The maximum value of the S index among the healthy volunteers was 67%, and 56% among the COVID-19 patients; the minimum values of the S index were 9% and 19%, respectively. Fig. 2 shows that the values of the S indices tend to be lower in COVID-19 patients in comparison to the healthy volunteers. The results of the statistical analysis are presented in Figure 3.

 

Figure 3. Distribution of the values of the S index estimated for healthy volunteers (black) and COVID-19 patients (red). The points show the mean values, the error bars with wide caps indicate the standard error, the error bars with narrow caps indicate the standard deviation and the open squares are the 3 quartiles.

 

The results shown in Figure 3 demonstrate that the mean values of the S index in COVID-19 patients are lower in comparison to healthy volunteers. The Mann-Whitney U-test allows us to reveal a significant difference in S values in groups of healthy people and patients: Uemp.=227, U0.05=415.0. The Mann-Whitney U-test confirmed that the difference in the group-average S indices is statistically significant at p≤0.05.

 

Discussion

The main finding of the study was that the S index, which corresponds to the frequency of phase synchronization intervals between the loops of autonomic control, was lower in COVID-19 patients comparing to healthy volunteers.

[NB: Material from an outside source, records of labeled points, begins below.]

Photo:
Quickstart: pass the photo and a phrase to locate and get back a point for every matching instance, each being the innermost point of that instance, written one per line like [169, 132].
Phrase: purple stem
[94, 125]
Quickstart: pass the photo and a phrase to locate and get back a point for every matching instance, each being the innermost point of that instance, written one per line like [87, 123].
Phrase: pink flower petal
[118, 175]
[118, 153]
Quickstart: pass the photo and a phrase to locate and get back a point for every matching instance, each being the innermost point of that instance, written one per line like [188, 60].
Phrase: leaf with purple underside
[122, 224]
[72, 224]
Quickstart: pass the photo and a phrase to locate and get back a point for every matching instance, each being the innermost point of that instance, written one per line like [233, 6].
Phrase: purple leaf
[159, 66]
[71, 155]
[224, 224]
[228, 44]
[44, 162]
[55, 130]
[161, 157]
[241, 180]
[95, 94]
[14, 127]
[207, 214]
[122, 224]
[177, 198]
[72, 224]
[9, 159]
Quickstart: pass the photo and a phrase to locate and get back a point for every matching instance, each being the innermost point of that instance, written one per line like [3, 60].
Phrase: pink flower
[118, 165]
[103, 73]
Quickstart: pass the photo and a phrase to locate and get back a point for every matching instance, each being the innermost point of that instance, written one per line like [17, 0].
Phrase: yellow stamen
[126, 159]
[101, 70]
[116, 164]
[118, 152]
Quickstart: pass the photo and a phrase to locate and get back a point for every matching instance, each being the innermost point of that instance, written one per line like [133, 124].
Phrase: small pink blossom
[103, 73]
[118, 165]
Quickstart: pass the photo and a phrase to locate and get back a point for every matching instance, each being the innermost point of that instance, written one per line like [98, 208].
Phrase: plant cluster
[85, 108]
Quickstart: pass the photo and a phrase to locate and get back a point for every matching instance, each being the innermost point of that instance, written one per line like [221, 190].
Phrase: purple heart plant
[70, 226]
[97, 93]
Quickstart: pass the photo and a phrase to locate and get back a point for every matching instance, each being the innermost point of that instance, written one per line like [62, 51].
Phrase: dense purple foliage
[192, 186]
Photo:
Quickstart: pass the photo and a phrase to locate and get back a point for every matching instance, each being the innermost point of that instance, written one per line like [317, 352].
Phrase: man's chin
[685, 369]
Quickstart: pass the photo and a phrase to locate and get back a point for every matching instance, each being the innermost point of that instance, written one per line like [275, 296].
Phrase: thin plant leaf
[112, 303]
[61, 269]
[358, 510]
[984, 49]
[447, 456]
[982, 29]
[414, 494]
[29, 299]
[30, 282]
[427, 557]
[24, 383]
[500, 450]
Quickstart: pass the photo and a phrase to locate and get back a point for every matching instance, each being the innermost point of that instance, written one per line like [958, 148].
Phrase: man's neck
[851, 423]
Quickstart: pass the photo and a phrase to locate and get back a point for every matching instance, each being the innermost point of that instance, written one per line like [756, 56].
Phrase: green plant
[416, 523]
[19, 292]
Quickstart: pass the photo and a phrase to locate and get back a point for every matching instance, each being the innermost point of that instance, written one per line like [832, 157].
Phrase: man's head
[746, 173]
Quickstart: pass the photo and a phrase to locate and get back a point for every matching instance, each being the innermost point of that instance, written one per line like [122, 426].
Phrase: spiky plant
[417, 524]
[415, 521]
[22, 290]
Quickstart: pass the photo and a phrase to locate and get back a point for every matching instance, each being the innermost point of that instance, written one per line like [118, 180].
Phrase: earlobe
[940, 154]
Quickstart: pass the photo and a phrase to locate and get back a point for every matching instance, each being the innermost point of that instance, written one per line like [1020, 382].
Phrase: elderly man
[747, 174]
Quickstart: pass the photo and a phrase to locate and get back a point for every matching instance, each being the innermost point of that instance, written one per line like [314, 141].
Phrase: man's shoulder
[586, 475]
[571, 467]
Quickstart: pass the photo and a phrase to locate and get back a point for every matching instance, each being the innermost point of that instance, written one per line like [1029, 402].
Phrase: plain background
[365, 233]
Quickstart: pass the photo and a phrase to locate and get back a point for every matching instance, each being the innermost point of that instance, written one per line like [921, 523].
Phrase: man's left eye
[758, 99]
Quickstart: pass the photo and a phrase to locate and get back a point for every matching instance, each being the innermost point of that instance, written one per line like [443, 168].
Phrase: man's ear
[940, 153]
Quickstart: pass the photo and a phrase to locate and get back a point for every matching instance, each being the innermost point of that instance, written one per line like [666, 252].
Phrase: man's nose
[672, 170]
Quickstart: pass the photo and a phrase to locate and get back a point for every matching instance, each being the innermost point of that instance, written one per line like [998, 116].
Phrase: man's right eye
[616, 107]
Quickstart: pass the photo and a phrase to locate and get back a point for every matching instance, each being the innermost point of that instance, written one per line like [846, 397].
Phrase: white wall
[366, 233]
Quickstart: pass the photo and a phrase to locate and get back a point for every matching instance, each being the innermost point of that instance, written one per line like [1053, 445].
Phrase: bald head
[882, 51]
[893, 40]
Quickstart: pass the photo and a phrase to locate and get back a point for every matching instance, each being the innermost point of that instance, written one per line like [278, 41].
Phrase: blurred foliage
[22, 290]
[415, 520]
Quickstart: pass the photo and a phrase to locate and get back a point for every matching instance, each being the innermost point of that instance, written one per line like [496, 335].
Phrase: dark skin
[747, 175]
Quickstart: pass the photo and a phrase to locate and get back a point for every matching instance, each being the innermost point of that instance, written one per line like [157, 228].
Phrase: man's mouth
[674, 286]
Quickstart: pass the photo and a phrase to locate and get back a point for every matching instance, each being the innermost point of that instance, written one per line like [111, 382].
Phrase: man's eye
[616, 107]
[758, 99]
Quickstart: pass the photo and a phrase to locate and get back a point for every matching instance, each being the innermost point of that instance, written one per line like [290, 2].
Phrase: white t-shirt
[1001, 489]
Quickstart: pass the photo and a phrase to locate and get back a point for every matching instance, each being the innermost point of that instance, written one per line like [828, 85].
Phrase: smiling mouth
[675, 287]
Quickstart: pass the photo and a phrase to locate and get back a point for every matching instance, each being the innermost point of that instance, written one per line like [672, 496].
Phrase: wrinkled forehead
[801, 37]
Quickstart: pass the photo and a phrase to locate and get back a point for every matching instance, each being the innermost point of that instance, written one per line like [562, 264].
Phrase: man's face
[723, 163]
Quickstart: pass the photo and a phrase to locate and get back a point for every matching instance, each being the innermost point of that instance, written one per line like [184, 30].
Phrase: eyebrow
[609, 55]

The Mann-Whitney U-test confirmed that the difference between the group-averaged values of the S index was statistically significant.

We observed the decrease of the S index in COVID-19 patients, despite the known results of other researchers that suggested activation of sympathetic control due to ACE2 expression [4, 6]. It may indicate that the reaction of autonomic control to viral infections is more complex than was previously assumed: the presence of the virus increased the activity of the sympathetic control loops and, at the same time, decreased the strengths of their coupling. This result requires additional research.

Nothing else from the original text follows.